Qui Ichino si infila in un vicolo un po’ oscuro che è poi uno dei grandi limiti della sinistra in Italia:

“Il problema dell’enorme disparità di reddito che così si determina, e dell’«obbligo di restituzione» che ne deriva, non è di natura giuridica, ma di natura esclusivamente morale e riguarda soltanto il signor Rossi e la sua coscienza”.

 

Perché ne parla a proposito di un dipendente, ancorche ad alto o altissimo livello? Perché non considera gli stessi obblighi morali per i grandi padroni, magari quello che pontificano in Italia e tengono i loro capitali ben occultati all’estero?

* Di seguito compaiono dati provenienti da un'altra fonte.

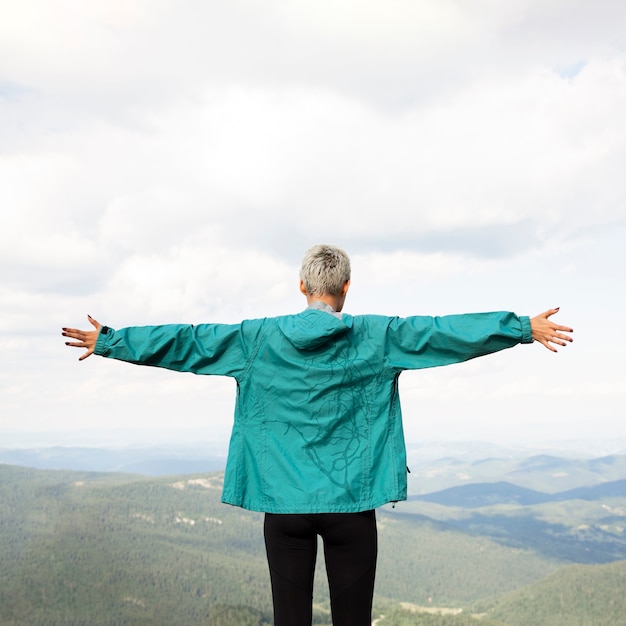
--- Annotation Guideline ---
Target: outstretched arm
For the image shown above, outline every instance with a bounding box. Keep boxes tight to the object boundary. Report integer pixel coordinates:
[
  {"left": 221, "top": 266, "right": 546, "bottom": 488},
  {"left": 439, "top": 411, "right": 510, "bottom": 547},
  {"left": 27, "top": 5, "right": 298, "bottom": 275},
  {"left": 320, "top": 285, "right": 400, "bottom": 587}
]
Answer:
[
  {"left": 530, "top": 308, "right": 574, "bottom": 352},
  {"left": 61, "top": 315, "right": 102, "bottom": 361}
]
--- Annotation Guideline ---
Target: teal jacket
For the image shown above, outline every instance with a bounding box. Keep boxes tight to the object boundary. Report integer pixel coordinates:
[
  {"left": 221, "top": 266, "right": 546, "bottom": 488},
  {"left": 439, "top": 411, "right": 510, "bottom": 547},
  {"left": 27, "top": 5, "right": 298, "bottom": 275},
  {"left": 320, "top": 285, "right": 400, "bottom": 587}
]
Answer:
[{"left": 95, "top": 309, "right": 532, "bottom": 513}]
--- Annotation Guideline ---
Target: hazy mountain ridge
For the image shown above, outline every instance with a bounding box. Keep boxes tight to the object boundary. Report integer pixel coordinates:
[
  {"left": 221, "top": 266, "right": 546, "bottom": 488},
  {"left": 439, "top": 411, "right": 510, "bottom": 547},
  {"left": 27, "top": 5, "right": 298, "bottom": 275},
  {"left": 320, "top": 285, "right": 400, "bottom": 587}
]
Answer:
[
  {"left": 409, "top": 479, "right": 626, "bottom": 509},
  {"left": 0, "top": 448, "right": 626, "bottom": 626}
]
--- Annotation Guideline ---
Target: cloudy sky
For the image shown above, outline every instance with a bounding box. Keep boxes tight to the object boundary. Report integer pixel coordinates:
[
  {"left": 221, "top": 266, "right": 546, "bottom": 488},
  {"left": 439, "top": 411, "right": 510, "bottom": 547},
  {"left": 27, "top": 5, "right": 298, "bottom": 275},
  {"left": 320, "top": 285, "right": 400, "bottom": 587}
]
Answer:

Il ragionamento rientra sui binari corretti:

“Se poi su quel milione di euro ogni anno per trent’anni vengono versati 330 mila euro di contributi all’Inps, non c’è proprio niente di male nel fatto che, quando il signor Rossi va in pensione, l’Inps calcoli sulla base di quella ingente contribuzione la parte del suo trattamento maturata in quei trent’anni: si tratta solo di una restituzione.

Lo Stato dal canto suo preleva il 45 per cento a titolo di Irpef, come su tutti i redditi personali di quell’entità: questo dice la Corte costituzionale; se poi lo Stato ritiene che questa aliquota sia troppo bassa, la aumenti per tutti. Effettivamente, non si vede il motivo per cui il signor Rossi dovrebbe essere penalizzato più di chiunque altro abbia un reddito dello stesso livello, solo perché il suo è costituito da una retribuzione differita”.

Tipo di pensione “d’oro” numero 2.  Il pensionato

“ha avuto la retribuzione di un milione di euro soltanto negli ultimi dieci della sua vita lavorativa, ma la sua pensione è stata calcolata per intero in proporzione alla retribuzione e contribuzione di quell’ultimo decennio. In questo caso, il signor Rossi si è effettivamente guadagnato soltanto un terzo o un quarto della pensione d’oro che gli viene erogata, mentre la parte restante è sostanzialmente regalata.

“Questo si chiama «sistema retributivo» di calcolo della pensione; ed è quello che è stato in vigorefino alla riforma Monti-Fornero del dicembre 2011, per tutti i fortunati che hanno incominciato a lavorare e versare contributi previdenziali prima del 1978 (cioè per la generazione di quelli che oggi hanno cinquanta o sessant’anni)”,

[ma non per tutte le categorie] .

“Questa è la parte della pensione non effettivamente guadagnata; la differenza tra la pensione calcolata in proporzione alle ultime retribuzioni e quella calcolata in stretta proporzione ai contributi versati nel corso di tutta la vita lavorativa. Su questa differenza può e deve applicarsi un contributo straordinario, che, applicandosi solo su questa parte, può essere determinato anche in misura molto superiore rispetto a quella del cinque o del dieci per cento fissata dal Governo Monti l’anno scorso e poi bocciata dalla Corte costituzionale.

“Se il contributo straordinario sarà riferito soltanto a questa differenza, la Corte non potrà non approvarlo, poiché esso non creerà una disparità di trattamento, bensì al contrario ridurrà un privilegio indebito, in un momento di straordinaria necessità. Questo è — insieme ad altre cose — il contenuto di una proposta che ho elaborato con Giuliano Cazzola e Irene Tinagli“.